The crawfish tower was a crowd pleaser. Any time you add liquid nitrogen to the mix and get yourself a smokey fog, people swarm. This specialty designed metal tower was built to impress. The base was further divided into four troughs, each filled with crawfish seasoned in the same sauces as our boils above: garlic butter, black bean, xi’an spicy, and house spicy. And once again, all spice levels were adjustable. At the centre of this was where the dry ice lived. When the smoke dissipated, our server was able to pour some water over it and cause the reaction to begin anew. He did it until I got my unobstructed shot.
The second and top tier had some sides to help balance the salty and spice of the shellfish: edamame beans and cucumber chunks. Given how tedious cracking meat from shell from such a tiny marine mammal is and how little yield there is, I can’t imagine myself ordering this one. However, I imagine it being a great snacking opportunity for a group of friends. Something to keep you busy as you talk and drink, like eating more complicated peanuts at a bar.
And they saved one of everyone’s favourite dishes for last. “Blue crab in chef’s special sauce”. Blue crab, chicken wings, chicken feet, potatoes, and carrots; in the chef’s secret recipe sauce, all the way from his hometown of Xi’an. The heated pan it was served on ensured thing would stay warm to the last bite. The sauce was buttery and rich like gravy. More savoury than spicy, like a hearty stew. Everything was tender to the tooth. This would be another warming dish to come back in the winter for.
To end our meal, I was craving something cooling and sweet to finish on. And they had just the dessert for us. Their “Mango thousand layer millie crepe” was flown in all the way from Taiwan. Served with whipped cream, vanilla bean ice cream and a berry compote; this was exactly how I wanted to end this meal. And judging by everyone else’s clean plate, they would agree. Soft spongy cake and sweet sheets of mango, delicious.
They are not the first place that would come to mind when thinking of spicy food, nor is the area one I would gravitate towards for Chinese food, dressed up or not. But if any restaurant could operate within that criteria, this would be the one.
However if you are looking for a great setting to drink at this would be one I could recommend. I would like to come back for drinks at night. From the side walk, the glow of their purple lights reflecting off the gold orbs draws you in. It’s more romantic in this shade, and their second floor balcony offers a more chill experience, over looking everyone else.
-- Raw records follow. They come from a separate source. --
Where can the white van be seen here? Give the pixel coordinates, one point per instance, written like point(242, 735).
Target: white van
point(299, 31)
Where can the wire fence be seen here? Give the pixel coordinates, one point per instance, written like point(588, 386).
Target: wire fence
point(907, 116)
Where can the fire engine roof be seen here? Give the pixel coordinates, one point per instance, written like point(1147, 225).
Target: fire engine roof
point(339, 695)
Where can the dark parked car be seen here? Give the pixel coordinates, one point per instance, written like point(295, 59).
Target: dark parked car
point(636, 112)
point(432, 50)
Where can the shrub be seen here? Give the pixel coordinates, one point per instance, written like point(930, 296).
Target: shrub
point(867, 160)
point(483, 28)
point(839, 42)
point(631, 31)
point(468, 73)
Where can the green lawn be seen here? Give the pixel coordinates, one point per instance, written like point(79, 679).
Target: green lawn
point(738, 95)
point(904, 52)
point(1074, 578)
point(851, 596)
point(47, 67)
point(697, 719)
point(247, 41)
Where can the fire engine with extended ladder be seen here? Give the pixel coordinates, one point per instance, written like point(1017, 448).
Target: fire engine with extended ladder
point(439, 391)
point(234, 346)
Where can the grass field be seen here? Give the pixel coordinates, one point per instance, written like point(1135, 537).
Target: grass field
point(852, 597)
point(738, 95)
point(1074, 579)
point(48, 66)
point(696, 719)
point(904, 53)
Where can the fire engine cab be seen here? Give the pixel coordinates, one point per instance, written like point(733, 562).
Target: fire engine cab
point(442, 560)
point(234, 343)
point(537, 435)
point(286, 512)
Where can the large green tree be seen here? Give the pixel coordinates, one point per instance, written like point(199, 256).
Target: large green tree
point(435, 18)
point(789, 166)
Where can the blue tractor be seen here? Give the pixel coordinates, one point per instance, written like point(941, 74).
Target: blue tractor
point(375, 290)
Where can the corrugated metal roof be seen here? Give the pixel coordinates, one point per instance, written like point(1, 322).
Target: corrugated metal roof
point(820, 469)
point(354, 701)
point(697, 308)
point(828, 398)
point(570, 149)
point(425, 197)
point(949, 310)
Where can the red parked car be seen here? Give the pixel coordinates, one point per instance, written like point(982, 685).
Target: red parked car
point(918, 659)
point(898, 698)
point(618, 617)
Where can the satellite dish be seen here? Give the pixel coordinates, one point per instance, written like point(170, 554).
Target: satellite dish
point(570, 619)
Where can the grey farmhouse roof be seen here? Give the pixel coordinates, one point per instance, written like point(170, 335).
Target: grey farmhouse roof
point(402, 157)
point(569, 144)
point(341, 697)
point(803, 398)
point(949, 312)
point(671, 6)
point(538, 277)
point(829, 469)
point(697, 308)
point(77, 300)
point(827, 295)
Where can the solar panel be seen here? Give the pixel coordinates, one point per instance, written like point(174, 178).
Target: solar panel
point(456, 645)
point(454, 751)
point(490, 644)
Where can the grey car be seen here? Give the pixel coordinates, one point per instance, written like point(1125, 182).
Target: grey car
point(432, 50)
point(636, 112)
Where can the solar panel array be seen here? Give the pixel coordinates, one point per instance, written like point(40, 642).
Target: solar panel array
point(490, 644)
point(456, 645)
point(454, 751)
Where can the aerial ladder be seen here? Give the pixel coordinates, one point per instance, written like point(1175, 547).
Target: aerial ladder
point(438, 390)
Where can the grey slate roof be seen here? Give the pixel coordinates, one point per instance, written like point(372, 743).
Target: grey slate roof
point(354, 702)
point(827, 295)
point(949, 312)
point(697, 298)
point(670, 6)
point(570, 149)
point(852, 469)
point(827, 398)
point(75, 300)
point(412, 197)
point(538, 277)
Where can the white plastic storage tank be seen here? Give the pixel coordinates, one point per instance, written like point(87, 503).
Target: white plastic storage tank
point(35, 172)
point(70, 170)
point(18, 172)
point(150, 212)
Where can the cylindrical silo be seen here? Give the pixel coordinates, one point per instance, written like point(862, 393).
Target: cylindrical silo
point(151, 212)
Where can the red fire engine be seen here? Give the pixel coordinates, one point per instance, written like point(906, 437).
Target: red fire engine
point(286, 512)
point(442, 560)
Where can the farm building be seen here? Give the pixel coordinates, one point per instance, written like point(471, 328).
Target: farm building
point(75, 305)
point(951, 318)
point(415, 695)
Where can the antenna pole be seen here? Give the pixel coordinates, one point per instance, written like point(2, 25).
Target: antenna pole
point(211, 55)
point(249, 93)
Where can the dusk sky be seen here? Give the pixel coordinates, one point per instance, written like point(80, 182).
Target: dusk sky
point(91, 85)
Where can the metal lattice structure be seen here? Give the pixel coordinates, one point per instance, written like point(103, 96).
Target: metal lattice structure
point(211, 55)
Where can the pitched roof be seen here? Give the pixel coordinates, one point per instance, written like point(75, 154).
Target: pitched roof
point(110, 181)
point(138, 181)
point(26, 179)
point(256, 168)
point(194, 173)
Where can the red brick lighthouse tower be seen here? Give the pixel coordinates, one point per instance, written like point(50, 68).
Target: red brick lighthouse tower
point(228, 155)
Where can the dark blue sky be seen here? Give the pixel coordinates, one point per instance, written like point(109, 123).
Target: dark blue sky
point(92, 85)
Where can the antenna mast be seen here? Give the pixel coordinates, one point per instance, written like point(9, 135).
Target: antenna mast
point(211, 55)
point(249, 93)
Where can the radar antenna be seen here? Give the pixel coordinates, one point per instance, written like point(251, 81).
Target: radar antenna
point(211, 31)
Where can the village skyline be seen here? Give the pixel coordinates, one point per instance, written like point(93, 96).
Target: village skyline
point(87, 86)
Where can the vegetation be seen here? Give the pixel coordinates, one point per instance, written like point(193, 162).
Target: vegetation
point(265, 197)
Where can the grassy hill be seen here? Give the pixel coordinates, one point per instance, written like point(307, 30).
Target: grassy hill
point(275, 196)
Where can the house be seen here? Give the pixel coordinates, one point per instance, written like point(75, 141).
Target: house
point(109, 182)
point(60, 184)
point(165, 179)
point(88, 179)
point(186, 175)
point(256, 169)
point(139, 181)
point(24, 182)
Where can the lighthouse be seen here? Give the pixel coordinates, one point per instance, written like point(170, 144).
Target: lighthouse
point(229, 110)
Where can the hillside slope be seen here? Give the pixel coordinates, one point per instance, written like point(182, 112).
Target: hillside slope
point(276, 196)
I didn’t get a chance to look over their cocktail list, to deem it worth a trip or not. But we did get to try their wine that attracted flies into our open mouthed glass. The staff were more than accommodating by giving us fresh servings the two times that happened. But what got me excited was the beer dispensed from their tower. It was globe-like gumball machine with a tap. A tip down allowed the table to pour and drink at their leisure. Now this table top mini keg is worth the novelty at 3 litres.
Would I come back? – Yes.
Would I line up for it? – No.
Would I recommend it? – Yes.
Would I suggest this to someone visiting from out of town? – No.
I definitely recommend trying their seafood boil, as the only one in Vancouver. And staying late to enjoy their traditional Taiwanese finger foods and snacks with drinking. But we warned, wear baggy and floaty clothes, because by the time you leave, you will be full and bloated from salt. Don’t deny your cravings.